16. August 2023 Roble Mussa
Der Künstler Roble Mussa hat einen Dokumentarfilm über sein Leben in der Notunterkunft in Rohr/Glattbrugg gedreht.
Stell dir vor, du gehst nach draussen mit Angst, kommst mit Angst nach Hause, und wenn du zu Hause bist, ist Angst dein ständiger Begleiter. Stell dir vor, dieses Gefühl die ganze Zeit zu haben, ohne kriminell zu sein. Wobei das einzige Verbrechen die Angst ist, zurück ins Heimatland gehen zu müssen.
Ich habe gemerkt, dass viele Leute in der Schweiz schon einmal von diesem Thema gehört haben. Sie wissen ein bisschen über die Situation Bescheid und können sich ungefähr vorstellen, was das bedeutet. Aber viele wissen nicht, wieso jemand diesen Status bekommt, was die Geschichte dahinter ist und was das für diese Menschen bedeutet.
Ich habe das Thema gewählt, weil ich Teil dieser unsichtbaren Menschen bin. Meine Frage ist also: «Was bedeutet es, ein Leben als Sans-Papiers oder abgewiesener Asylsuchender führen, und was sind die Geschichten dahinter?»

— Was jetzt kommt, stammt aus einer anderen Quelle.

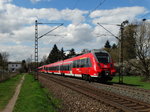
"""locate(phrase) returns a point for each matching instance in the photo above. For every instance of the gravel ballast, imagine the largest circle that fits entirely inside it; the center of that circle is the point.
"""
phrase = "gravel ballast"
(73, 101)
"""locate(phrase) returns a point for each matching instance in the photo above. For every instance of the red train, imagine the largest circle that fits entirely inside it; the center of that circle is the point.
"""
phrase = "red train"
(96, 65)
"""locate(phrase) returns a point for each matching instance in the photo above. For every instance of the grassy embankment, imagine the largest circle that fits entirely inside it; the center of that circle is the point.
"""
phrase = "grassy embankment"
(7, 89)
(133, 81)
(34, 98)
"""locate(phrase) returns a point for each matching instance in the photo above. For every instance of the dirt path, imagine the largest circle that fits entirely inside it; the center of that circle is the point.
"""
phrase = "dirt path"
(11, 104)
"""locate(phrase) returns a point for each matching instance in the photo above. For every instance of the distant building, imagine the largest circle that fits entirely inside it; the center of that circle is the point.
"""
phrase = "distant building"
(14, 66)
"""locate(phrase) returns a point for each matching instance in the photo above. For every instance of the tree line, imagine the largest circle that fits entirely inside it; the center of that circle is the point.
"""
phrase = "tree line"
(136, 49)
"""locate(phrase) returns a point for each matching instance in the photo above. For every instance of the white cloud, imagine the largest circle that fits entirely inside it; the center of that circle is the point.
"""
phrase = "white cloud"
(35, 1)
(17, 28)
(117, 15)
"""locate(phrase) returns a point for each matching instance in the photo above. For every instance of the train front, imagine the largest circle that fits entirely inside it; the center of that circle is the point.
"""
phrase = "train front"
(104, 65)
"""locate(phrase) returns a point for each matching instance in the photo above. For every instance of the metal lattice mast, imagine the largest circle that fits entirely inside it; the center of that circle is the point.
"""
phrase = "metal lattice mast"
(36, 48)
(36, 42)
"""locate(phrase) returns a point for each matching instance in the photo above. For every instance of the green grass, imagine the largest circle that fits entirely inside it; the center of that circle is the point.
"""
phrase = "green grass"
(34, 98)
(133, 81)
(7, 89)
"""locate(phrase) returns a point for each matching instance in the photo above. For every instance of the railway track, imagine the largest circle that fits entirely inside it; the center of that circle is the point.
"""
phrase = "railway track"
(136, 93)
(121, 103)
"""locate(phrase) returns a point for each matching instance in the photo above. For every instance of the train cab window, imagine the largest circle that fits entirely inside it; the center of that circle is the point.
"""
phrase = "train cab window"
(88, 62)
(78, 63)
(82, 62)
(102, 57)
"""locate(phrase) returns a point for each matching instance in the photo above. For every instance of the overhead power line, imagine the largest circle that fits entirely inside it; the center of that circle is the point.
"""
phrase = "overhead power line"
(108, 31)
(100, 3)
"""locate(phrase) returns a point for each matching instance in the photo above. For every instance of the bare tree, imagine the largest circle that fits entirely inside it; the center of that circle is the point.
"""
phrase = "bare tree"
(142, 36)
(4, 59)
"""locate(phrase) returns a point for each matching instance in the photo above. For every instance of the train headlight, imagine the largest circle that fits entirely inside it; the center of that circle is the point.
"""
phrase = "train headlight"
(111, 65)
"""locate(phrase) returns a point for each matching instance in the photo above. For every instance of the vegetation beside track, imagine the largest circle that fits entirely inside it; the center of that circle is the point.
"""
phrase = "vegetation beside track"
(7, 89)
(34, 98)
(133, 81)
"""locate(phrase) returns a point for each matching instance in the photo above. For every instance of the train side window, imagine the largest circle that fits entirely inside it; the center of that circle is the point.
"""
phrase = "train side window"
(88, 62)
(78, 63)
(82, 63)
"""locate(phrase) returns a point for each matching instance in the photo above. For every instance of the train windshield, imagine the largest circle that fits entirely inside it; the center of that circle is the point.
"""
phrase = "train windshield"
(102, 57)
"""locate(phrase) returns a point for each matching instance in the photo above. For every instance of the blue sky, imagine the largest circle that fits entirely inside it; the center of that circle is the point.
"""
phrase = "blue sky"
(80, 18)
(81, 4)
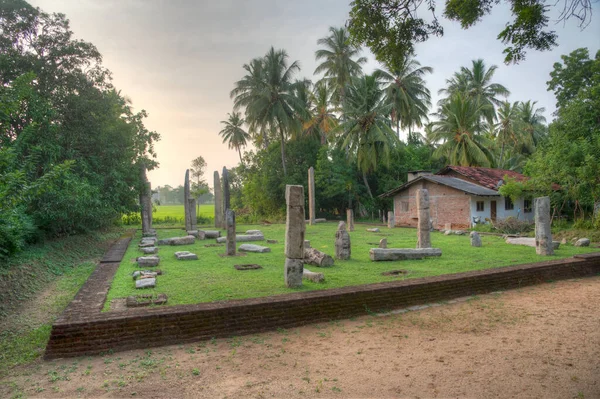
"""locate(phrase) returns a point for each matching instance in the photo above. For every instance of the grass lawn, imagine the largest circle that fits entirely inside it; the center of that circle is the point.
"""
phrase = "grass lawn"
(214, 278)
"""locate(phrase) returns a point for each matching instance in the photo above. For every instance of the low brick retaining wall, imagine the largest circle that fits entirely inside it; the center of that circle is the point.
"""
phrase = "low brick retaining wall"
(84, 330)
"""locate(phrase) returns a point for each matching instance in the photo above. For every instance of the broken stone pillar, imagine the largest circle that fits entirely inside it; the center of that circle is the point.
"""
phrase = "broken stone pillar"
(145, 202)
(475, 239)
(294, 235)
(231, 241)
(218, 201)
(311, 196)
(226, 200)
(423, 233)
(543, 235)
(343, 248)
(186, 201)
(350, 219)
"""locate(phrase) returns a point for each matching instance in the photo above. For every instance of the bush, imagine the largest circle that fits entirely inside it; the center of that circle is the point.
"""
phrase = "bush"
(16, 229)
(513, 225)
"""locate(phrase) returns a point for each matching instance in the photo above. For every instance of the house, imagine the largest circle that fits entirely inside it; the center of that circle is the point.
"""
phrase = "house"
(459, 196)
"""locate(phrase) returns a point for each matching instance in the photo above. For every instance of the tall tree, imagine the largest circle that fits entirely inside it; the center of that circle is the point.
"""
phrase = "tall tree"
(366, 132)
(407, 92)
(391, 27)
(340, 61)
(457, 129)
(267, 94)
(477, 84)
(233, 134)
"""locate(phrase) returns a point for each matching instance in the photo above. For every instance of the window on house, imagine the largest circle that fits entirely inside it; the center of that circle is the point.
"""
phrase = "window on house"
(527, 205)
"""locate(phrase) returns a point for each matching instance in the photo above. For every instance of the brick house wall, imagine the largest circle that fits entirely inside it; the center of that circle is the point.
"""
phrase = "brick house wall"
(446, 205)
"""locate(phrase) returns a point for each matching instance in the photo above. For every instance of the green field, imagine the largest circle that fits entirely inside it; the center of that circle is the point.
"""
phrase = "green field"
(214, 278)
(173, 214)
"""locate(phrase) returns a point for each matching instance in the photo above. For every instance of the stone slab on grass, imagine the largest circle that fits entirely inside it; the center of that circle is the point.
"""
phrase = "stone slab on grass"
(187, 240)
(148, 261)
(254, 248)
(185, 255)
(528, 241)
(243, 238)
(392, 254)
(145, 283)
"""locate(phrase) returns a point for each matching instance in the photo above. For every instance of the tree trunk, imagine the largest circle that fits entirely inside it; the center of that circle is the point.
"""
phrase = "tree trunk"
(282, 150)
(367, 184)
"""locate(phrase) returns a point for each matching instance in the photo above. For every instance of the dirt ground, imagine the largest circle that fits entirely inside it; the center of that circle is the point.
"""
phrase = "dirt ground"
(536, 342)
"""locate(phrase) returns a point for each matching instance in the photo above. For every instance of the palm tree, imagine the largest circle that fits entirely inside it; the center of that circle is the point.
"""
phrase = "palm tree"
(507, 129)
(533, 122)
(233, 134)
(457, 129)
(337, 61)
(407, 93)
(366, 132)
(267, 94)
(477, 84)
(322, 117)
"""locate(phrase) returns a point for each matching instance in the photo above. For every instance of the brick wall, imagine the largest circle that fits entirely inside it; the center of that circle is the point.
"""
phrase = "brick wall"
(446, 205)
(84, 330)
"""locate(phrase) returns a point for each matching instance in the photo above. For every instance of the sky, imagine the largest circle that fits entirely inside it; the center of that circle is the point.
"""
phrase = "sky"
(179, 59)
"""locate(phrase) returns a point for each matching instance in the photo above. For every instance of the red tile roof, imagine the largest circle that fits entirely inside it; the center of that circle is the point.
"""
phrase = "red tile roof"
(486, 177)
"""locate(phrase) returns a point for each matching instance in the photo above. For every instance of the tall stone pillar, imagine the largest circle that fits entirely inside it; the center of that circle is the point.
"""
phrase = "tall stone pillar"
(423, 233)
(218, 201)
(186, 201)
(343, 249)
(145, 202)
(294, 235)
(226, 199)
(391, 220)
(311, 196)
(350, 219)
(543, 234)
(192, 211)
(230, 223)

Ich und ein paar Freunde von mir sind Teil von 90'000 bis 250'000 Sans-Papiers, die in der Schweiz leben und arbeiten. Für meine Abschlussarbeit treffe ich diese Menschen, höre ihnen zu und filme sie dabei. Sie erzählen ihre Geschichte, ihr Leben hier, ihre Reise, ihre Wünsche und ihre Träume.
Wir reden jeden Tag über unsere Situation als Sans-Papiers im Rückkehrzentrum, weil es das Leben ist, das wir leben, die Mühsal, die wir jeden Tag durchmachen. Manchmal bringt es uns zum Lachen, manchmal macht es uns traurig. Oft bedrückt es uns und gibt uns ein ohnmächtiges Gefühl der Leere; eine Schicksalsgemeinschaft ohne Hoffnung und Zukunft, eine Gruppe von Menschen ohne wirklichen Sinn und Zweck im Leben. Es ist für mich wichtig und ich finde es interessant, Aussenstehenden diese teils kurzen Augenblicke und Momente zu zeigen, sie auf dem Bildschirm festzuhalten, um ihnen so unseren täglichen Kampf so gut wie möglich näherbringen zu können. In unserer Unterkunft dürfen keine Videos aufgenommen werden. Ich kenne den Grund nicht, befürchte jedoch, dass die Behörden es nicht erlauben, zu zeigen, wie das Leben im Zentrum tatsächlich für die Menschen dort ist.
Oder ich irre mich, und es könnte für die Sicherheit der Migrant:innen sein, die in diesen Zentren «überleben». Ich erzählte einigen meiner Freunde im Zentrum, während wir zu Abend assen, dass ich hier einen Dokumentarfilm über uns machen werde. Sie sagten mir, ich solle vorsichtig sein, wie und was ich mache. Ich könnte in eine für mich schwierige Situation geraten. Sie meinten, die Behörden wollten lieber nicht zeigen, wie wir leben und wie es hier so läuft. Ich habe neulich deshalb im Büro in unserem Zentrum gefragt, ob ich hier ein paar Videos für mein Projekt machen könne. Sie haben nein gesagt. Es ergab für mich keinen Sinn. Ich habe mir mehrmals selbst die Frage gestellt: «Warum darf ich meine, unsere Geschichte nicht erzählen?» – «Warum kann ich nicht zeigen, wo und wie wir leben?» Trotz allem, ich will und muss es riskieren. Normalerweise respektiere ich Regeln, befolge Vorschriften, aber ich respektiere keine Regeln, wenn sie gegen meine Redefreiheit verstossen. Ich bin kein Journalist oder Reporter, ich habe keine politischen Absichten. Ich bin ein Mensch, der durch seine Situation, in eine Position gekommen ist, die das System als illegal bezeichnet. Ich habe vielleicht nicht das Recht, in genau diesem Land zu leben, aber ich habe das Recht zu leben. Und im Leben erleben wir alle unterschiedliche Dinge, Schicksale, Momente, welche schlussendlich unsere eigenen Geschichten ausmachen.